Dachgemüse besteht aus drei Säulen: da ist zum einen der Online-Shop, auf dem ich Saatgut und Jungpflanzen an urbane Hobbygärtner und -gärtnerinnen verkaufe und zum anderen die Wissensvermittlung rund ums Thema Urban Gardening. Hierzu gibt es Beiträge auf meinem Blog, aber auch Workshops für Interessierte im B2B- und B2C-Bereich. So konnte ich beispielsweise auf der diesjährigen BuGa in Erfurt Workshops für Besucher und Besucherinnen abhalten.

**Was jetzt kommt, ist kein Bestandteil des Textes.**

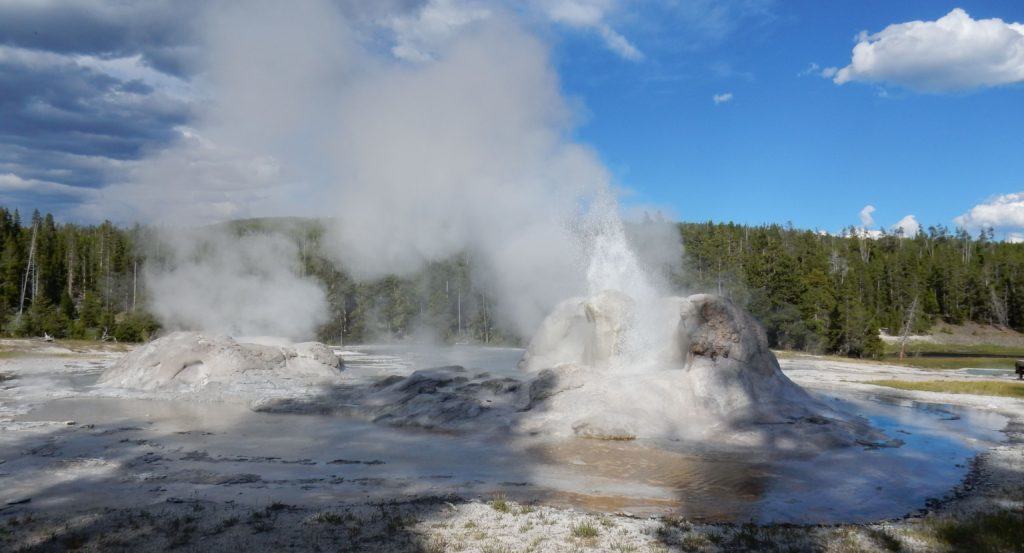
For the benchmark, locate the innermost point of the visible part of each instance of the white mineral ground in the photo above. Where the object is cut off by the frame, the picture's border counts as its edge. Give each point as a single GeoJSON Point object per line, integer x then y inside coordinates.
{"type": "Point", "coordinates": [107, 468]}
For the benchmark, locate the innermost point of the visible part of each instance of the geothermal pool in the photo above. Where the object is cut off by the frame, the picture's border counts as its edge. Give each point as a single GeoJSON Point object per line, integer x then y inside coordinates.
{"type": "Point", "coordinates": [129, 451]}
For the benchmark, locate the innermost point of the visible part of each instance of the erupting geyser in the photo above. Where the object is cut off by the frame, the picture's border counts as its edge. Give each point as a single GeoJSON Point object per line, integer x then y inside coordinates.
{"type": "Point", "coordinates": [709, 377]}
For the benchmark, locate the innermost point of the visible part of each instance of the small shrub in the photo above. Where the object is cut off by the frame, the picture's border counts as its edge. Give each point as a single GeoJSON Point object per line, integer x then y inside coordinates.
{"type": "Point", "coordinates": [500, 504]}
{"type": "Point", "coordinates": [329, 518]}
{"type": "Point", "coordinates": [585, 530]}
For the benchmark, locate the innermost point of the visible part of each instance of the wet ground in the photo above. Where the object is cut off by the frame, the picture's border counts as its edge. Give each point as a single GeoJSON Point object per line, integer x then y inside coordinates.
{"type": "Point", "coordinates": [66, 444]}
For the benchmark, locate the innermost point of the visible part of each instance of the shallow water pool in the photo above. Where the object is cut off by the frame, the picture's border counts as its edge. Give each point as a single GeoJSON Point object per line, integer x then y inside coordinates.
{"type": "Point", "coordinates": [129, 451]}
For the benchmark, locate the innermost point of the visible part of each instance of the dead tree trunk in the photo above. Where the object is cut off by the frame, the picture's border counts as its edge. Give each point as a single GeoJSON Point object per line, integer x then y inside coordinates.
{"type": "Point", "coordinates": [907, 324]}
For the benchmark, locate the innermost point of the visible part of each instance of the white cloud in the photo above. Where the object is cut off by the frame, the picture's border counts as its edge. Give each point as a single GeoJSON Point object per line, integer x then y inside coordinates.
{"type": "Point", "coordinates": [722, 98]}
{"type": "Point", "coordinates": [10, 183]}
{"type": "Point", "coordinates": [954, 52]}
{"type": "Point", "coordinates": [865, 215]}
{"type": "Point", "coordinates": [818, 71]}
{"type": "Point", "coordinates": [908, 224]}
{"type": "Point", "coordinates": [591, 14]}
{"type": "Point", "coordinates": [418, 36]}
{"type": "Point", "coordinates": [1005, 211]}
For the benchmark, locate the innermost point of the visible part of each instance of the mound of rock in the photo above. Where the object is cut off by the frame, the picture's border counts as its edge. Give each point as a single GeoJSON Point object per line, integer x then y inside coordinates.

In Zukunft möchte ich für kleinere Gruppen Kurse anbieten, in denen man alte und regionale Gemüsesorten kennen lernt, mehr über den Anbau erfährt und gemeinsam eigene Balkonkästen oder Kübel bepflanzt. Die dritte Säule besteht aus urbanen Projekten mit der Aufwertung und Umnutzung von Dächern und ungenutzten Brachflächen in Form von Stadtgemüsefarmen.

Warum sind derartige urbane Projekte nachhaltig und was nützen sie dem urbanen Raum?

Die Städte müssen in Zukunft grüner werden und dafür sollten wir ungenutzte Flächen nutzbar machen. Urbane Grünflächen haben durch ihre klimatisierende Wirkung den Vorteil, die Überhitzung der Städte im Sommer zu reduzieren. Zudem verbessern sie die Luft und wirken bei Starkregen wie ein Schwamm. Hinzu kommt: Circa 60% des Gemüses, das wir in Deutschland essen, stammt nicht aus Deutschland, sondern wird mit viel Umweltbelastung und Ressourcenverschwendung in anderen europäischen Ländern angebaut und hierher transportiert.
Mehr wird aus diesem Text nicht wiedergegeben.